The experiences of the euro and Japanese yen portend a challenging time for renminbi internationalisation. Conditions were in many ways much more favourable at the birth of the euro about a decade ago for that currency to play a big international role:
- The Eurozone's combined economic output was comparable to that of the US
- The predecessor currencies of the euro were in widespread international use
- Major financial markets in the Eurozone are well developed, relatively deep, and highly accessible to international investors
- Important policies in the currency union are made within codified frameworks and are, therefore, predictable and transparent
Yet, while the euro has strengthened its position as a key international currency in the past 10 years, it remains a distant second to the greenback.
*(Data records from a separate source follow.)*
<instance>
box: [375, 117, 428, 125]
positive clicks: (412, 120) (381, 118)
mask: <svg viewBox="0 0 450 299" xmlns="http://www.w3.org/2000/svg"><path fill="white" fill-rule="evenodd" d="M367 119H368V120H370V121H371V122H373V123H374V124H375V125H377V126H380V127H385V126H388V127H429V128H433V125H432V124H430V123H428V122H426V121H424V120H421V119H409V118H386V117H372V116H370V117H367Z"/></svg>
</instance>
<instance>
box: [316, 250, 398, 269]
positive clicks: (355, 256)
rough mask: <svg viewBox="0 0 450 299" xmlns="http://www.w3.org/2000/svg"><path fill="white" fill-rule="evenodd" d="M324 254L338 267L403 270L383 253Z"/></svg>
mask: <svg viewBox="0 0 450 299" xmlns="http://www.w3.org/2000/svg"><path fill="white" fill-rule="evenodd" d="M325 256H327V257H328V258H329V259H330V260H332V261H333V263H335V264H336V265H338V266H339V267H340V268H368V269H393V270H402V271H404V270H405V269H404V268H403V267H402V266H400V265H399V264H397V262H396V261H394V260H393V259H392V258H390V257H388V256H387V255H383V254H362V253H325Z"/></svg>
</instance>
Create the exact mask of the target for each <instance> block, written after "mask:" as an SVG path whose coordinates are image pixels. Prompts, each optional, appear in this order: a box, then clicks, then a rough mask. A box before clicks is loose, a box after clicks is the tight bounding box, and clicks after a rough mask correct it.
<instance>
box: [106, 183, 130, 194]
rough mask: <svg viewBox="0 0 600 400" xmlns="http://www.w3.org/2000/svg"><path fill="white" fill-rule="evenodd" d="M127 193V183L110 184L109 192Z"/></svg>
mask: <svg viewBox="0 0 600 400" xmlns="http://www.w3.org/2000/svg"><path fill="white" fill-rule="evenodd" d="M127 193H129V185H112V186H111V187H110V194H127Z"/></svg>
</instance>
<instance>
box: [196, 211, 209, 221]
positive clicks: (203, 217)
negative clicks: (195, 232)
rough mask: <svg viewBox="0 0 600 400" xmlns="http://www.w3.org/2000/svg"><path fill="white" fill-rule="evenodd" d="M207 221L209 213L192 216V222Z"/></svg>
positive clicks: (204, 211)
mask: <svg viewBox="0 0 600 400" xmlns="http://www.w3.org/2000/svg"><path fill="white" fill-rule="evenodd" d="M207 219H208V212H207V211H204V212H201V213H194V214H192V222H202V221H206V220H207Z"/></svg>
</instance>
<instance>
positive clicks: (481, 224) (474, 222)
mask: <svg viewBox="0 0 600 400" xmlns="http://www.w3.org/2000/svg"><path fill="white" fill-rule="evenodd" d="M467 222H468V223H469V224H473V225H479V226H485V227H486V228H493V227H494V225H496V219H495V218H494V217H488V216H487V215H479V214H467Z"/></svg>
Within the European Union, the euro has become the currency of choice for cross-border trade and financing. Outside of the European Union, however, the use of the euro has either shown only small gains or even declines in the eight years to the end of 2007. The use of the euro as an invoicing currency for merchandise trade, for instance, accounted for less than 10% of international trade outside Europe (see chart 2).
Similarly, Japan's efforts to internationalise the yen from the 1980s to early 2000s had little lasting impact on the currency's international use. Despite significant liberalisation of regulations on the financial sector and capital accounts, the yen's share of cross-border merchandise and financial transactions has remained little changed over the period.
Widespread usage will take time
China's strong economic potential and the very limited international use of the renminbi today suggest to us that its internationalisation efforts will be more successful than that of the Japanese yen. However, we do not expect international use of the Chinese currency to exceed that of the yen in the coming decade. As with other changes in China, we believe that policymakers will gradually make the requisite changes to facilitate cross-border renminbi use. International confidence in the predictability and transparency of Chinese policies will also take time to build. Thus, the day when traders need to quote renminbi prices for a significant part of their sales and purchases, especially outside East Asia, still appears a long way off.
The author of this article, KimEng Tan, is a director of sovereign & international public finance ratings at Standard & Poor's.